Обращаясь к уайтовской оптике, можно сфокусировать взгляд на принципиальном разрыве между дискурсами идентичности и дискурсами контроля в этих фильмах. Обретение контроля, возможность управлять ситуацией в «большом» пространстве сетевых сфер с высокой вероятностью будет связываться в данном случае с модусами лжи и лукавства; обретение идентичности – с инстанцией «подлинного я» и, нередко, с выпадением из социальных контекстов. Несмотря на конструктивистскую риторику («человек может сделать себя сам»), идентичность здесь в конечном счете понимается скорее как возвращение к себе, чем как формирование себя. Такое понимание в принципе характерно для мелодраматических сюжетов – позднесоветское кино осваивает опыт несовпадения между актором и его ролью, вытеснявшийся из кинематографа «большого стиля» с его моделью человека, без остатка равного себе в любых социальных ролях. Однако догадка, что с ролью можно и не совпасть, переживается персонажами советских фильмов 1970–1980-х годов как экзистенциальная проблема (часто – катастрофа) и провоцирует недоверие к процессу ролевых интеракций: роль либо остается чужеродной, навязанной «формой», которую в конечном счете хочется сбросить, словно не слишком удобные брюки (какие бы неловкие ситуации за этим ни воспоследовали), либо присваивается с ощутимым трудом и намертво сращивается с «подлинным я».
Понятно, что идея свободной смены и тем более совмещения множества разных ролей в этих фильмах вряд ли может быть соотнесена с представлениями об идентичности; для репрезентации уайтовской идентичности «третьего типа» в подобных нарративах нет места. Конечно, ни из чего не следует, что такая репрезентация в принципе должна иметь место в сюжетных формулах популярного кино. Однако ниже я постараюсь показать, что в своей имитации повседневной советской жизни и повседневных советских дискурсов фильмы последних десятилетий социализма сообщают именно об определенной социальной поломке – механизм
В сущности, говоря о том, что в кинематографе (и не только в кинематографе) позднего социализма чрезвычайно популярно амплуа трикстера, Марк Липовецкий (Липовецкий, 2009) указывает на ту проблематику, которую Уайт описывает в терминах переключения. Трикстерство персонажей фильмов 1970–1980– х годов фиксирует наличие кардинальных, труднопреодолимых разрывов между различными сетевыми контекстами.

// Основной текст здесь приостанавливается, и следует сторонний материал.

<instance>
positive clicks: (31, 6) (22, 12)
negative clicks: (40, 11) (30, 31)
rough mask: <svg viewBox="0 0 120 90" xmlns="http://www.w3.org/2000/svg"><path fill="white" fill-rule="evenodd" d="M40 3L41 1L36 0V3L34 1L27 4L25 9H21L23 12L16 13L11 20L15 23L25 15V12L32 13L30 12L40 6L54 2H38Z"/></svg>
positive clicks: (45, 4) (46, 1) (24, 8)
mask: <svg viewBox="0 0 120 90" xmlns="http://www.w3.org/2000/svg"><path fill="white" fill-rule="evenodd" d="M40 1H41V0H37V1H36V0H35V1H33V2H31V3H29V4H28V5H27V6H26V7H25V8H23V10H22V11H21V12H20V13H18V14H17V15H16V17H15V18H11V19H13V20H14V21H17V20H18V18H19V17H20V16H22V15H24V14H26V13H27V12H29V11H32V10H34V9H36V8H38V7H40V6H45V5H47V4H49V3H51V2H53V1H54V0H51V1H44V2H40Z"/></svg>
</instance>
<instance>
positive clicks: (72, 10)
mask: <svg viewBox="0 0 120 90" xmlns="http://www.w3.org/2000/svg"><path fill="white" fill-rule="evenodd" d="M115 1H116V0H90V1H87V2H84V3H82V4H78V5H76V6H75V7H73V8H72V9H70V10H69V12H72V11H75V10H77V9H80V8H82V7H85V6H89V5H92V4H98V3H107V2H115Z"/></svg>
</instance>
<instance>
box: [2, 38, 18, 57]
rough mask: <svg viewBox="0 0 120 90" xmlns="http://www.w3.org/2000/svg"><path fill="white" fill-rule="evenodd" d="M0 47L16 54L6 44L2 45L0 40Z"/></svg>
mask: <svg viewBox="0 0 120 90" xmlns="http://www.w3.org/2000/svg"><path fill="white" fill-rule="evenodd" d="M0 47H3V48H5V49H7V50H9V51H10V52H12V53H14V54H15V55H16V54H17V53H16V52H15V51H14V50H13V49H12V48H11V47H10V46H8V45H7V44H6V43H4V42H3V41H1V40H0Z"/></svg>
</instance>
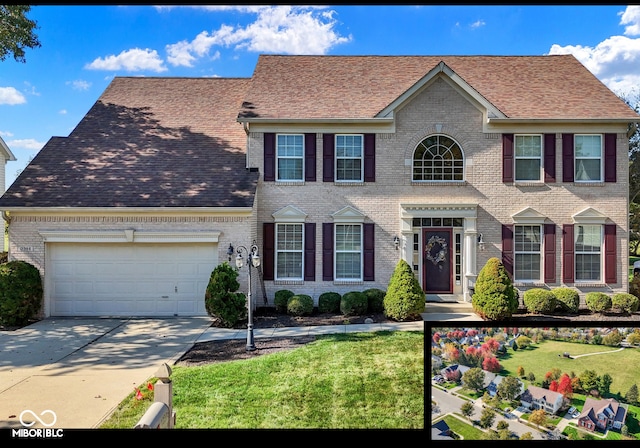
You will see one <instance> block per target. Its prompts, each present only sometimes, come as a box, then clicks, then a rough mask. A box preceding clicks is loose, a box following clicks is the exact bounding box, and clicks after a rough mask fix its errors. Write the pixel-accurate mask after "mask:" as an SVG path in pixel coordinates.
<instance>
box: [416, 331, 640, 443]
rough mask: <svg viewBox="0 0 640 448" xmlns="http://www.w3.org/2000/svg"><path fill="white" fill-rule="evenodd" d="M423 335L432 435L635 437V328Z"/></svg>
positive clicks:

Одной из таких формульных медиативных фигур является «неприспособленный к жизни» герой («Жизни не знает, жизни не знает», – причитает в «Вокзале на двоих» главная героиня, официантка Вера (Людмила Гурченко)). Персонаж этого типа вовсе не обязательно плохо ориентируется в актуальном устройстве сетевых сфер (хотя истории нарушенной социальной ориентации весьма распространены); его основная проблема в том, что он не может (не хочет) настроиться на такой режим интерпретации социальной реальности, который позволил бы увидеть связь между различными контекстами и, как следствие, органично переключаться между ними. Герой, «не знающий жизни», пытается опереться на догматично-нормативные представления (что оценивается другими как «идеализм» или даже как «романтичность») и либо попадает в комичные ситуации, не ожидая внезапного столкновения контекстов, либо начинает выстраивать связи между контекстами по собственным правилам, которые с точки зрения общепринятой логики выглядят непрагматичными, нерациональными, неуместными, абсурдными (от Юрия Деточкина в «Берегись автомобиля» (1966)[76]
до поздних трактовок образа не знающего жизни идеалиста – Николай Гаврилович в «Блондинке за углом», строитель Алеша в «Нужных людях» (1986)).